Правда в том, что я могу рассказать историю Билли Рея лучше, чем он сам. Моей жизни ничто не угрожает. Я не сидел целый год в зловонной бетонной камере, меня не посещали кошмарные видения момента, когда решится моя судьба. Передо мной не стоит прокурор, обладающий большими коммуникативными способностями, чем мои. Моя обязанность как адвоката — рассказать правдивую и притягательную историю. К тому же эту историю прокурор вряд ли прервет в самом начале, в то время как историю, рассказанную Билли Реем, он разнесет в пух и прах во время перекрестного допроса. Я, опытный рассказчик, подготовил историю подсудимого, помня, что в каждой истории есть начало, середина, кульминация и конец. Я могу рассказать ее присяжным, поддержать ее доказательствами во время процесса и свести все это воедино во время заключительного выступления.
Разумеется, есть дела, в которых подсудимый должен знать свидетельское место. Прокурор часто пытается предоставить свидетельства, которые может опровергнуть только обвиняемый, и это обстоятельство ставит перед ним мрачную дилемму: либо он должен занять свидетельское место и пострадать (часто фатально) в руках обвинителя, либо мне следует попытаться опровергнуть это свидетельство, но иногда я не могу, поскольку это не в состоянии сделать ни один другой свидетель, кроме обвиняемого. Например, прокурор-обвинитель просит судью принять свидетельство того, что в прошлом Билли Рей подрался в баре с целью показать склонность нашего клиента к насилию. Никто, кроме Билли, не сможет объяснить, что он защищался от нападения пьяного хулигана. Если он не станет давать показания, чтобы опровергнуть это свидетельство, присяжные могут прийти к заключению, что Билли Рей — вспыльчивый головорез, который ошивается в грязных кабаках в компании таких же бандитов, избивая любого подвернувшегося под руку человека. Если же он займет свидетельское место, чтобы пояснить ситуацию, то подвергнется полноценному перекрестному допросу, в процессе которого прокурор проследит всю его жизнь — от рождения до момента, когда его ввели в зал суда.

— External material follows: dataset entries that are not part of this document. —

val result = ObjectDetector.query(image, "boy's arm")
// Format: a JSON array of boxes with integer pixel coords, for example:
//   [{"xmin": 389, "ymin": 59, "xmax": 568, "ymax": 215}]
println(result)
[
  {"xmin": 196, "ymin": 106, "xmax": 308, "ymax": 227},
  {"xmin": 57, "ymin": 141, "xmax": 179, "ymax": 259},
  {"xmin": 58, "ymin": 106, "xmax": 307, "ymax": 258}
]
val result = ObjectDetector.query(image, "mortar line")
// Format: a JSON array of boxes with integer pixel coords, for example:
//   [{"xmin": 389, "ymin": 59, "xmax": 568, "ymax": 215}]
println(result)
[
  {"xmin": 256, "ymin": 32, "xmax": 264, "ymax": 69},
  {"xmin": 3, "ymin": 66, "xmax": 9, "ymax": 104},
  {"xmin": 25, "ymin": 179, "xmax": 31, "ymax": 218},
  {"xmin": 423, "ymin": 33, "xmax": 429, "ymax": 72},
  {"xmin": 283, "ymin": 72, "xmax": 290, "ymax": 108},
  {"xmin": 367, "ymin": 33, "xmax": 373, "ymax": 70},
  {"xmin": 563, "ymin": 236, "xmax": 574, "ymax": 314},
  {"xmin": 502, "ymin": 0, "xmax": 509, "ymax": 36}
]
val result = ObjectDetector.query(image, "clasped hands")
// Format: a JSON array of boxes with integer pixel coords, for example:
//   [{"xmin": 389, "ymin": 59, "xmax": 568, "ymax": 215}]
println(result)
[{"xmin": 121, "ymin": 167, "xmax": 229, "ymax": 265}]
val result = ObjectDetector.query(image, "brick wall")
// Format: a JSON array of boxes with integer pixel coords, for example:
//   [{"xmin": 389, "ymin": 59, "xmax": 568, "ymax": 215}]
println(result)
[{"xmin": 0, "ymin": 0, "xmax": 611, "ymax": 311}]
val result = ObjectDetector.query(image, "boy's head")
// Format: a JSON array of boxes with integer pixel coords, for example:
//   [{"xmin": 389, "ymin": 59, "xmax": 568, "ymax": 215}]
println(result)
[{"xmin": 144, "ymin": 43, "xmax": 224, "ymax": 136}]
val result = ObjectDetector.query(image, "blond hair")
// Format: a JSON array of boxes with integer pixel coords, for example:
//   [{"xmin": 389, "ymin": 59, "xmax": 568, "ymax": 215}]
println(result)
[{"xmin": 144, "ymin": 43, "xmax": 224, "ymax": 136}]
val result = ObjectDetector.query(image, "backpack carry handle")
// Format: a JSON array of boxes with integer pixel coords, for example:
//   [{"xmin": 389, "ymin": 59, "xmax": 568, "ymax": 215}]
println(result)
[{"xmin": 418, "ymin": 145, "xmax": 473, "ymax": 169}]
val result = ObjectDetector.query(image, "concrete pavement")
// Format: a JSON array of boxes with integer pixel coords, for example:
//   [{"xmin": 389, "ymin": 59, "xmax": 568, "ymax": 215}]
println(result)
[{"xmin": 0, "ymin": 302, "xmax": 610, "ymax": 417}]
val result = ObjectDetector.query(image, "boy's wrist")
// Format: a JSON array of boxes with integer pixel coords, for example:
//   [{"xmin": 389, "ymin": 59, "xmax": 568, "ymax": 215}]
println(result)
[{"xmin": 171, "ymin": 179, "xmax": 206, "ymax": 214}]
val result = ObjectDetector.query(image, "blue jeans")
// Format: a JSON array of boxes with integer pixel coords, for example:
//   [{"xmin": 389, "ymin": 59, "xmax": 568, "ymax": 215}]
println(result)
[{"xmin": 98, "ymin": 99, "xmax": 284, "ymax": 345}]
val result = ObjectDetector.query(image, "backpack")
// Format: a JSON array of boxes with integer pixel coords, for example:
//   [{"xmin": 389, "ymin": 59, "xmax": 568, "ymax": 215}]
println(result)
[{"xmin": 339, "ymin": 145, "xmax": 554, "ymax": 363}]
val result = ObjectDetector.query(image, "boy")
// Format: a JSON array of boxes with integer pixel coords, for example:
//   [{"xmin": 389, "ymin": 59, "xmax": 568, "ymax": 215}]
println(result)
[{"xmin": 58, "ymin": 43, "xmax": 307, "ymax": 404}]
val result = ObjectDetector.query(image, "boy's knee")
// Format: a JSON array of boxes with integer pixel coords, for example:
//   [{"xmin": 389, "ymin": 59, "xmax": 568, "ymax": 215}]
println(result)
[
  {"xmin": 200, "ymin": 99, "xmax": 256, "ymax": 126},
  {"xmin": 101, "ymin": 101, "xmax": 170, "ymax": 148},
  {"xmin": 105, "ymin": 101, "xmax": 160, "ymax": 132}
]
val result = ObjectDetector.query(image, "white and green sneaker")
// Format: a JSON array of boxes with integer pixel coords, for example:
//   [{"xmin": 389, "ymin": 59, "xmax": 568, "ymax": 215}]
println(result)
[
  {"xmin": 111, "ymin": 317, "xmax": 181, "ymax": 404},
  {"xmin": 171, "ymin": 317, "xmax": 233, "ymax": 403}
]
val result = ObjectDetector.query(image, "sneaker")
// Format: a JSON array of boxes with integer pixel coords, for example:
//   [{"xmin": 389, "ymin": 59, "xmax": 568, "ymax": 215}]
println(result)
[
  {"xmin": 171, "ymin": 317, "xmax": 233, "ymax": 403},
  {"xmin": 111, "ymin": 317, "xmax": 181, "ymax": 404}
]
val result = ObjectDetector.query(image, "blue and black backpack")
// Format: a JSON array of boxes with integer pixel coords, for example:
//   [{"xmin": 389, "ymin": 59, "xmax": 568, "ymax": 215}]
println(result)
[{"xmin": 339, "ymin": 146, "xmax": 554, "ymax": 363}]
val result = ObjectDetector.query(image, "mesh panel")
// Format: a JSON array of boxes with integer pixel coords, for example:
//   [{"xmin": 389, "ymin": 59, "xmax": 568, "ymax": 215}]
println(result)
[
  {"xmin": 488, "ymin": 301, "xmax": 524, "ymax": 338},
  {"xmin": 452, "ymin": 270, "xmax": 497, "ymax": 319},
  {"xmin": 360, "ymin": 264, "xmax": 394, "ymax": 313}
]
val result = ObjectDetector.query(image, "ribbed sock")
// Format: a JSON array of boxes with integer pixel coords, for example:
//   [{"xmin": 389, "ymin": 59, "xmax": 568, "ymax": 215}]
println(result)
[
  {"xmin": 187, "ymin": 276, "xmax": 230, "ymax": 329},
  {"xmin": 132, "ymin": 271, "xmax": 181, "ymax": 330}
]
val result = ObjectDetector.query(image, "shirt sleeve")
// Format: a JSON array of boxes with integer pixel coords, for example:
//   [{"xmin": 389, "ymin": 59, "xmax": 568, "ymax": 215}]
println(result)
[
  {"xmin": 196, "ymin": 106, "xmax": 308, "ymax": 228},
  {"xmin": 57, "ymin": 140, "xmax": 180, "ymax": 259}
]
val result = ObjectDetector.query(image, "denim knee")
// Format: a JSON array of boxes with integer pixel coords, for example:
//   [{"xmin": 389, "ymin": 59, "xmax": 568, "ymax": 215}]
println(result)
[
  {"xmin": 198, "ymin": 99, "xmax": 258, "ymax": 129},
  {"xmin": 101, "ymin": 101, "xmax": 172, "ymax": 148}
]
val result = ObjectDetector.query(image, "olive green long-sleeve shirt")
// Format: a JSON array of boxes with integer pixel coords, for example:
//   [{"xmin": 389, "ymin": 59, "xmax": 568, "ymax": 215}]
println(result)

Позвольте рассказать вам историю. Мой клиент, который работал за городом, однажды вечером, никого не предупредив, приехал домой и поставил машину на некотором расстоянии от дома, где жил со своей подружкой. Он вошел в гостиную и сел с заряженным револьвером на коленях, ожидая возвращения подруги и ее последнего любовника — известного в округе участника родео. Эти двое ввалились домой после бурно проведенной ночи. Когда они вошли, мой клиент с револьвером в руке зажег свет. Каким-то образом между двумя мужчинами произошла драка, во время которой наездник получил пулю в сердце. В своей вступительной речи я объяснил присяжным все эти факты, включая героическое поведение подсудимого во время войны.